How many of them paid the high price by being raped and killed as ‘ butty of war’?
These young French students, who for sure are secular and emancipated, should not forget that the battle over "the veil" is used, above all, to hide the ambition of violent politico-religious forces which are determined to conquest the world and to turn ‘citizens’ into a community of believers only, in a totalitarian order where women are due to hide, fade away, obey, disappear…

As for the veiled young girls who are courted by preachers and "paradise dealers" through a misleading discourse of tolerance and benevolence, they should make the effort to question this practice which is imposed outside its context, and which stands miles away from the enlightened Islam they seek to represent! They should read Ibn Sina, Ibn Rochd, Mohamed Arkoun, Fatima Mernissi, so as to promote another spirit of Islam than the one which parades in a uniform.

My position will certainly not be widely accepted: I am just screaming here my outrage as an Algerian feminist activist who lived, together with hundred thousands citizens, under the rising fundamentalist order. Without women’s resistance and that of all citizens who believed in the idea of democracy in its fullest humanist sense, Algeria would have been radically transformed.
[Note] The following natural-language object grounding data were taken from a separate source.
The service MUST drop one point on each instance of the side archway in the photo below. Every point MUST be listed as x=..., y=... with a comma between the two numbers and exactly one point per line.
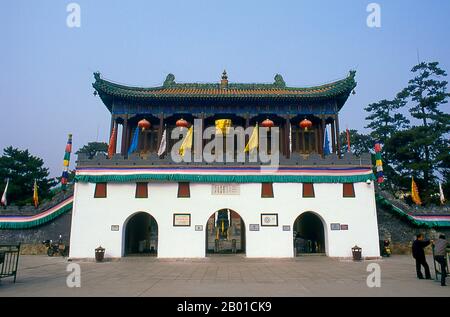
x=309, y=234
x=140, y=236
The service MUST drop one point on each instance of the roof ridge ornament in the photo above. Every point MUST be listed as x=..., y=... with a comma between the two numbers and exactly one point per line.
x=97, y=76
x=170, y=80
x=224, y=81
x=279, y=81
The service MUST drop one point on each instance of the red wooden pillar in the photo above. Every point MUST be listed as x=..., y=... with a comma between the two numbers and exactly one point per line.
x=333, y=137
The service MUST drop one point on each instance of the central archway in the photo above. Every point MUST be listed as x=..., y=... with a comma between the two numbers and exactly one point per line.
x=309, y=234
x=141, y=235
x=225, y=233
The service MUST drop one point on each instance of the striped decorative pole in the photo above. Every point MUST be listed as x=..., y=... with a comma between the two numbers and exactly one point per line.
x=65, y=174
x=379, y=163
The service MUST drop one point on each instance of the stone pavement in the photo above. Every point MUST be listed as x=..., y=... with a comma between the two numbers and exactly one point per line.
x=220, y=276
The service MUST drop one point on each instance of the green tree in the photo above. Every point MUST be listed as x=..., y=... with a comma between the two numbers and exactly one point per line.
x=385, y=120
x=22, y=169
x=426, y=93
x=92, y=148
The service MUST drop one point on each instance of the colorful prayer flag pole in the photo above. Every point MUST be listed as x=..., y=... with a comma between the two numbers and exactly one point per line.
x=348, y=141
x=441, y=194
x=134, y=141
x=112, y=143
x=379, y=163
x=65, y=174
x=326, y=144
x=163, y=144
x=415, y=192
x=4, y=201
x=35, y=195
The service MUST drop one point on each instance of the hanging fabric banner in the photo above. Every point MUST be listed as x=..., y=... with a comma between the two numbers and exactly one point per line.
x=65, y=174
x=379, y=163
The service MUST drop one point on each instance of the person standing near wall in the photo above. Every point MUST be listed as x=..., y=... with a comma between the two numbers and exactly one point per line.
x=419, y=255
x=440, y=249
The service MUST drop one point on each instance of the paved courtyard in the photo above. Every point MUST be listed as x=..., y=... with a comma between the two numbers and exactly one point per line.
x=220, y=276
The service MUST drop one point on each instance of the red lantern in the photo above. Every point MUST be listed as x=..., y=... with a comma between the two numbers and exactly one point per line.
x=182, y=123
x=267, y=123
x=144, y=125
x=305, y=124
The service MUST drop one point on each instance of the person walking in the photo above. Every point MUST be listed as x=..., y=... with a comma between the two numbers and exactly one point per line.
x=419, y=255
x=440, y=249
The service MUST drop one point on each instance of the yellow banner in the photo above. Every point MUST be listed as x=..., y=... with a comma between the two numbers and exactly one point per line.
x=253, y=142
x=187, y=143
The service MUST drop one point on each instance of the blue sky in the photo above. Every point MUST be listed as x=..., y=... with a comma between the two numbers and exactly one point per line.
x=46, y=67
Granted, France is neither Algeria, nor Tunisia, nor Iraq, nor Egypt. However, let us not forget that all fundamentalist extreme right conquest movements’ primary stand is that – whatever their disguise is – their first victims are women. This is the lesson we learn everyday from history.

Is the wearing of a veil a matter of liberty which is guaranteed by democracy? I do not think so. The "battle over the veil" is only the most visible expression of the fundamentalists’ will to bring women into submission. To brandish the principles of democracy and freedom are just means to succeed.

Let us not forget the sacrifice of the student Amel, of the agronomist Rachida, of the vet Khadidja, of the teacher Lila, of the housewife Rabéa, and this very long list of women resisters…

Zazi Sadou was for many years the spokesperson of the Rassemblement Algérien des Femmes Démocrates (RAFD – Algerian Assembly of Democratic Women).


Translations by Marieme Helie-Lucas, and republished from the Secularism Is A Women's Issue website.